On the final court day, the Naples family jump in to rescue Clayton and the triplets. Sandy enters the court in a wedding gown, pursued by her father, who is carrying a shotgun and claims that the babies are Sandy's. The Judge marries them, the implication being that they can keep the triplets. Meanwhile, Carla has seen the Midvale news and is afraid that her triplets will be taken from Clayton. She releases a press statement that triplets are hers and that she and Clayton are secretly married. Now suspected of bigamy, Clayton goes into hiding with the triplets.

Then, truth comes out: in the wake of the bigamy scandal, Mexican authorities reveal Carla's secret marriage to Carlos, so Clayton isn't a bigamist, nor is he the father of the triplets, nor are the triplets illegitimate. Harold (Carla's agent), who is in love with Carla, proposes. She accepts. Clayton then realizes that he's actually in love with Sandy, who has always loved him, not Carla. While taking a romantic walk and wondering when they can marry, they realize that they are married. Nine months later, Sandy gives birth to quintuplets. A statue of Clayton and his five babies is erected in front of the town courthouse, as Midvale's Hero.

==Cast==
- Jerry Lewis as Clayton Poole
- Marilyn Maxwell as Carla Naples
- Connie Stevens as Sandra Naples
- Salvatore Baccaloni as Gigi "Papa" Naples
- Reginald Gardiner as Harold Hermann
- Hans Conried as Mr. Wright
- Isobel Elsom as Mrs. Van Cleeve
- James Gleason as Doc Simpkins
- Ida Moore as Miss Bessie Polk
- Hope Emerson as Mrs.
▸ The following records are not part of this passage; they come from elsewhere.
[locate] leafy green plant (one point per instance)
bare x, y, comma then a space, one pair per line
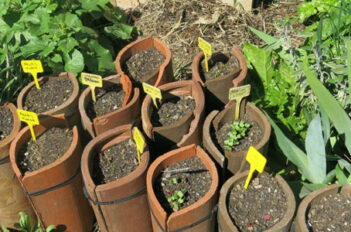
65, 35
176, 199
238, 131
25, 225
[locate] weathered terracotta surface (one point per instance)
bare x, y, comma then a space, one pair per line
193, 213
217, 90
66, 205
185, 131
129, 112
300, 220
234, 161
225, 223
131, 215
161, 76
12, 200
68, 108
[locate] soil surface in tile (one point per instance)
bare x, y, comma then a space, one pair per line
219, 65
50, 146
6, 122
182, 184
259, 207
52, 94
107, 100
171, 110
143, 63
253, 135
330, 213
115, 162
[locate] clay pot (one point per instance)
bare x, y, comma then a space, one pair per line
185, 131
128, 113
315, 196
55, 191
12, 199
234, 161
121, 205
198, 217
68, 108
163, 75
217, 89
225, 223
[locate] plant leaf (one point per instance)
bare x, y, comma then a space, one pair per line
315, 150
332, 107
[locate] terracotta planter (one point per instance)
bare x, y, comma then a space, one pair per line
121, 205
55, 191
198, 217
225, 223
234, 161
12, 199
300, 220
68, 108
161, 76
128, 113
217, 90
185, 131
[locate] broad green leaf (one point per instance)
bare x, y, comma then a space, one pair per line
262, 61
332, 107
316, 151
75, 62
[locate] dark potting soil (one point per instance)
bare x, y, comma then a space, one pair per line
115, 162
220, 68
254, 135
107, 101
144, 63
259, 207
189, 176
171, 110
50, 146
52, 94
6, 122
330, 213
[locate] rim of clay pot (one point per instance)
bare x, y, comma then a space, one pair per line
179, 88
143, 44
238, 80
108, 139
68, 104
18, 142
5, 143
244, 107
228, 185
167, 159
129, 99
300, 220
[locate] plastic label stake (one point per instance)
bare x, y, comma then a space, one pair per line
238, 94
93, 81
153, 91
30, 118
257, 162
33, 67
139, 140
206, 48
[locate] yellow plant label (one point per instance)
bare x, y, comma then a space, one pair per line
33, 67
154, 92
139, 140
237, 94
257, 163
93, 81
30, 118
206, 48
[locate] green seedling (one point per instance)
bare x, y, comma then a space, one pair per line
238, 131
176, 199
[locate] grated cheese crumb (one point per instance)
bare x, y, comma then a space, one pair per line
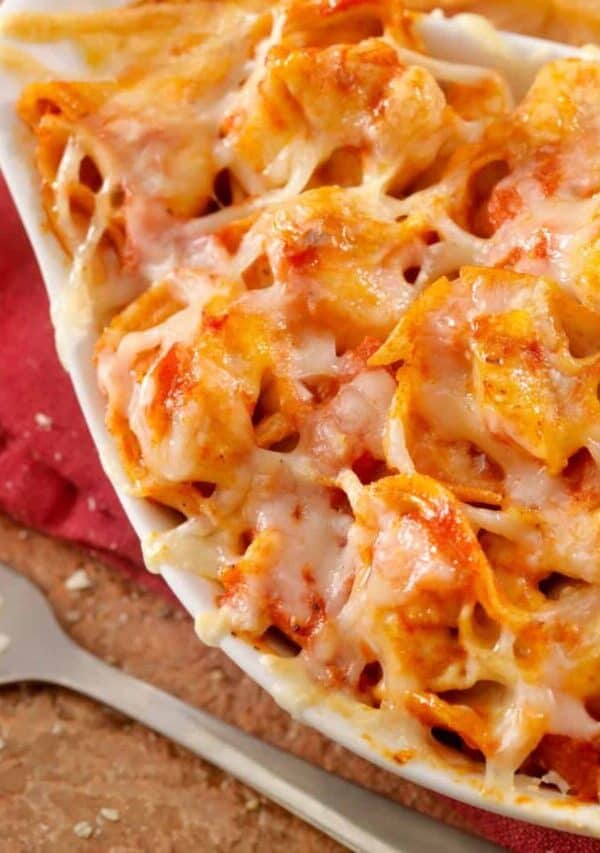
83, 829
109, 814
42, 420
78, 580
554, 778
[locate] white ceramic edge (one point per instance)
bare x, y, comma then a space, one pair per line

Rogers, instructor at child care clinic
- Alex Gerry as Judge Jenkins
- Mary Treen as Nurse
- Judy Franklin as Young Carla Naples
- Gary Lewis as Young Clayton

Cast notes:
- Two of the original Keystone Cops, Hank Mann and Chester Conklin, have bit parts.
- Jerry Lewis' son Gary Lewis plays "Clayton Poole" as a boy in a fantasy sequence.
- A picture of comedian Jack Benny was used as a photograph of "Carlos", the Mexican bullfighter that Carla married, and the father of her triplets.
- George Sanders is listed in some cast lists for the film, but his part was cut before the movie was released, as was a small part played by Jerry Lewis' father, Danny.

==Production==
Rock-A-Bye Baby was loosely based on the Preston Sturges' film The Miracle of Morgan's Creek (1944), which starred Eddie Bracken and Betty Hutton.
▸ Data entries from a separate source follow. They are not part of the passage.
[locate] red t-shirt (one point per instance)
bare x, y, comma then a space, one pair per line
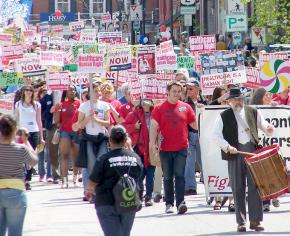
116, 104
125, 109
69, 114
173, 120
281, 101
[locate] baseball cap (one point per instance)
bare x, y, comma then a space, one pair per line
192, 82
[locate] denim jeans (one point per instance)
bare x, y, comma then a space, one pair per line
193, 152
42, 158
114, 224
173, 166
13, 204
148, 173
34, 141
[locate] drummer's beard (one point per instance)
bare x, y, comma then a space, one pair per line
237, 107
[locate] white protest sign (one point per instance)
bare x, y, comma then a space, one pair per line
52, 58
6, 107
210, 82
106, 18
79, 78
88, 36
215, 170
166, 47
58, 81
120, 59
90, 63
30, 66
110, 37
166, 62
76, 26
136, 13
202, 43
6, 39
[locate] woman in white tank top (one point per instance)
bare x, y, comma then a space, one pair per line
28, 115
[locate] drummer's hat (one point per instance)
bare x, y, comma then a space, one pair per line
235, 93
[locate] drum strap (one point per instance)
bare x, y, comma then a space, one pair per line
245, 127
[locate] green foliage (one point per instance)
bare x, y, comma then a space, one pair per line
273, 14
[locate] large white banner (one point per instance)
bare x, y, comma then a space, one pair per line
215, 170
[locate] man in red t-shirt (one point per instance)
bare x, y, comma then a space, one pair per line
172, 118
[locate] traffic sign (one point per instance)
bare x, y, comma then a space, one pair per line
136, 12
187, 7
237, 23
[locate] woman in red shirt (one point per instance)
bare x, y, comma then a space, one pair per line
67, 114
107, 90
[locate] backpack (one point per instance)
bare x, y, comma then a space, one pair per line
126, 194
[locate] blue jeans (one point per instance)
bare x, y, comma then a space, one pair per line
173, 166
42, 157
13, 204
149, 174
114, 224
193, 152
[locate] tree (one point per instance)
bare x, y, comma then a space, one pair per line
273, 14
10, 9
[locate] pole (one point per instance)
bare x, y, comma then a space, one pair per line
144, 17
132, 28
171, 20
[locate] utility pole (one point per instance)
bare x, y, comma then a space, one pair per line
132, 27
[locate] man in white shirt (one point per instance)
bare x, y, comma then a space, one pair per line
237, 129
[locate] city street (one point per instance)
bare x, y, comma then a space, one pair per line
61, 212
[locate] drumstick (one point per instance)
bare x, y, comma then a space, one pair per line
246, 153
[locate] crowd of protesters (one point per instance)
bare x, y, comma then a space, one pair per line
85, 119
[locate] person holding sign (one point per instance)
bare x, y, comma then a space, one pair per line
236, 129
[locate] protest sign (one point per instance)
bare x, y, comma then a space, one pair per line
30, 66
110, 37
153, 86
185, 62
10, 79
135, 88
106, 18
58, 81
11, 53
166, 47
76, 26
253, 78
166, 62
120, 59
202, 43
146, 59
216, 178
90, 63
6, 39
79, 78
52, 58
265, 57
221, 68
88, 36
6, 107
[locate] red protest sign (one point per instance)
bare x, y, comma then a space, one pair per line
58, 81
202, 43
146, 59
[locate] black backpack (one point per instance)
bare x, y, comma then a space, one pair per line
126, 194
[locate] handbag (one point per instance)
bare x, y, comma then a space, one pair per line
56, 137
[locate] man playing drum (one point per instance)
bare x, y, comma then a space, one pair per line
236, 129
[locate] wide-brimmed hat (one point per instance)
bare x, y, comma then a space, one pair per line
235, 93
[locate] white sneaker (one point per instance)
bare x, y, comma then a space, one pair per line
169, 209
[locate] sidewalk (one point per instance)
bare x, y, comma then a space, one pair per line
61, 212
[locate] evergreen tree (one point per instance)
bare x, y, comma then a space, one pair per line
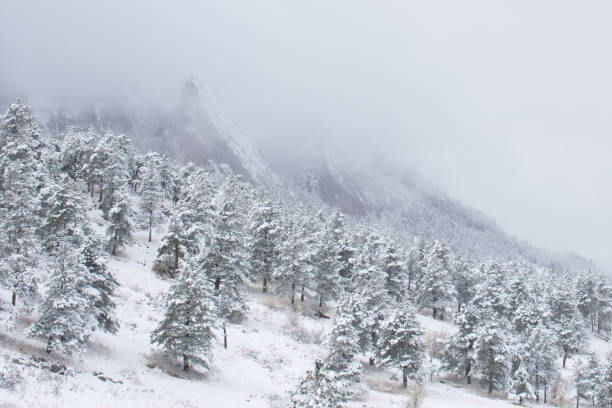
400, 344
119, 228
395, 271
265, 232
521, 387
586, 297
22, 175
65, 318
186, 331
343, 345
319, 389
540, 342
223, 262
114, 151
588, 380
435, 288
103, 283
492, 359
150, 193
604, 303
64, 219
326, 263
459, 356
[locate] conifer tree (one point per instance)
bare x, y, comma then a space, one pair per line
400, 345
343, 345
319, 389
66, 318
491, 355
63, 211
186, 332
265, 233
521, 386
119, 228
150, 193
224, 259
103, 283
435, 287
22, 175
395, 271
588, 380
459, 356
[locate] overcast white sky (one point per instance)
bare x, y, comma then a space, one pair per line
504, 104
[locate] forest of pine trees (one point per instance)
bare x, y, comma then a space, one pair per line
517, 322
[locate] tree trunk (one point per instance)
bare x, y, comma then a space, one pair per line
176, 256
293, 294
224, 336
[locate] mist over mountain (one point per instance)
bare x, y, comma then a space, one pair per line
199, 130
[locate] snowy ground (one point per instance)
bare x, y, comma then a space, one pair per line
266, 357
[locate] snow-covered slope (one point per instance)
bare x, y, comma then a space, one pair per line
266, 357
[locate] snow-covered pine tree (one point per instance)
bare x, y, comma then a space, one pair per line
66, 318
435, 289
520, 384
588, 380
464, 277
119, 227
22, 175
458, 355
319, 389
586, 296
115, 151
265, 230
541, 343
150, 192
186, 332
492, 359
400, 344
605, 397
416, 263
395, 270
564, 320
326, 262
225, 257
63, 215
103, 283
491, 296
604, 303
343, 345
295, 255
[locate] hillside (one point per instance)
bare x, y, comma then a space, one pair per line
266, 357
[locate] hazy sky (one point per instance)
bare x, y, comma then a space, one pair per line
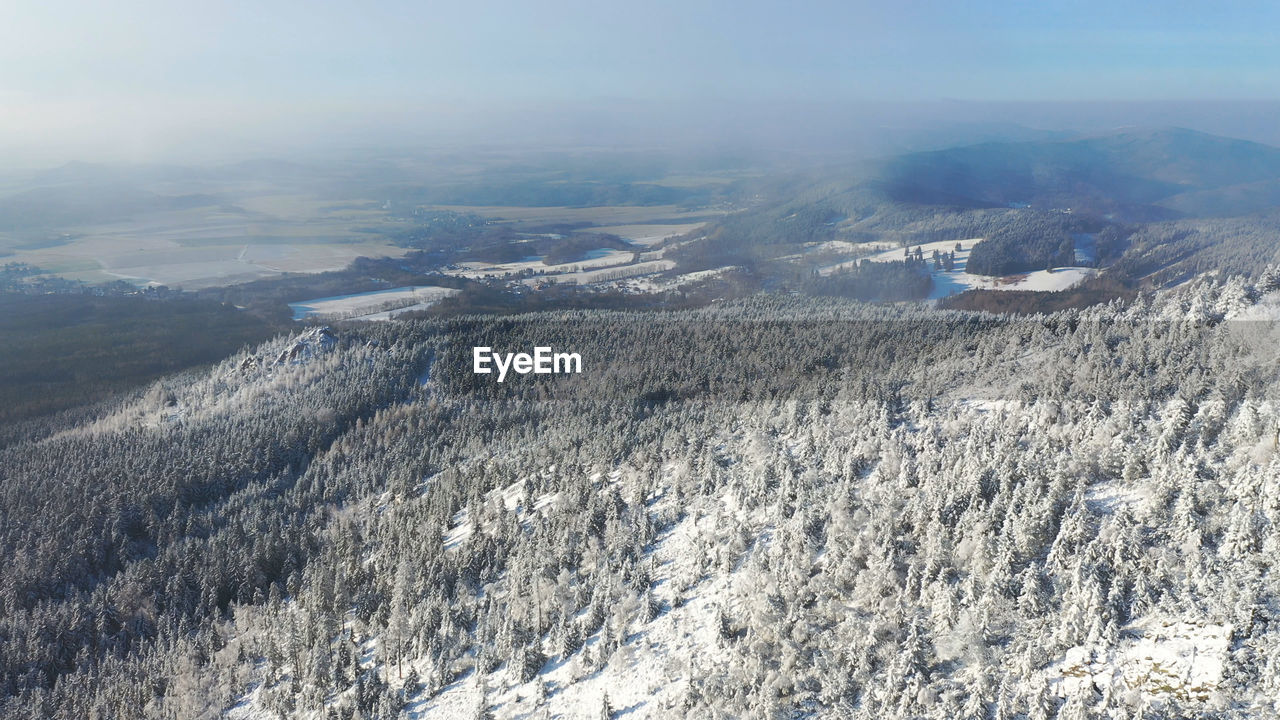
145, 76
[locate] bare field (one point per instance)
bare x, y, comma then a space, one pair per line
649, 233
206, 246
603, 215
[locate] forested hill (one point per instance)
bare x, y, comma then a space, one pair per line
764, 509
1133, 174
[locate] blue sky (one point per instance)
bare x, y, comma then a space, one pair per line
138, 71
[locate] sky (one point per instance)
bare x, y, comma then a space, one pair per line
144, 77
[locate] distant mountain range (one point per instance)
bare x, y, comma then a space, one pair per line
1134, 174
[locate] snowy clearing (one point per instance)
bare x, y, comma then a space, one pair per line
946, 283
369, 302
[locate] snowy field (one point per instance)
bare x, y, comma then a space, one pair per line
1168, 659
946, 283
370, 305
600, 258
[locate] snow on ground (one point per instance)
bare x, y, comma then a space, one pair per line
1160, 659
649, 233
647, 675
608, 273
946, 283
600, 258
659, 285
368, 302
1086, 247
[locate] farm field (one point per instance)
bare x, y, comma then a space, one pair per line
206, 246
370, 305
946, 283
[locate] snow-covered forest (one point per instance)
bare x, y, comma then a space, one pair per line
772, 507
Rock-a-Bye Baby was filmed from November 18, 1957, through January 8, 1958, and opened in Los Angeles on July 16, 1958, followed by a premiere in New York City on July 23. It entered general release shortly afterwards. The film was re-released in 1962 on a double bill with another Jerry Lewis film, Don't Give Up The Ship.

==Songs and music==
The songs in Rock-A-Bye Baby were written by Harry Warren (music) and Sammy Cahn (lyrics):

- "Rock-a-Bye Baby" – sung by Jerry Lewis
- "The Land of La-La-La" – sung by Jerry Lewis and Gary Lewis
- "Love Is a Lonely Thing" – sung by Jerry Lewis
- "Dormi, Dormi, Dormi (Sleep-Sleep-Sleep)" – sung by Salvatore Baccaloni and Jerry Lewis
- "Why Can't He Care for Me?" – sung by Connie Stevens
- "The White Virgin of the Nile" – sung by Marilyn Maxwell
- "Rock My Baby, Rock" – sung by Jerry Lewis

Songs and music notes:
- Another song by Warren and Cahn, "Me and My Baby", was written for the film but not used.
- The musical numbers in the film were staged by Nicholas Castle Sr.
- Because of a musician's strike, Walter Scharf's score had to be recorded in Mexico City in March 1958, causing union musicians to picket a preview of the film in Los Angeles on June 3, 1958. Some reports maintain that Lewis himself conducted the 100-piece orchestra.
- "Rock My Baby, Rock" is a spoof of rock and roll music, with Lewis fronting a group dressed and equipped in similar fashion to Bill Haley & His Comets, and incorporating a drum solo performed by Lewis.

==Reception==
On Rotten Tomatoes, the film holds a 63% rating based on 8 reviews, with an average rating of 5.70/10.

==Home media==
The film was released on DVD and Blu-ray on February 14, 2012, through the Olive Films company.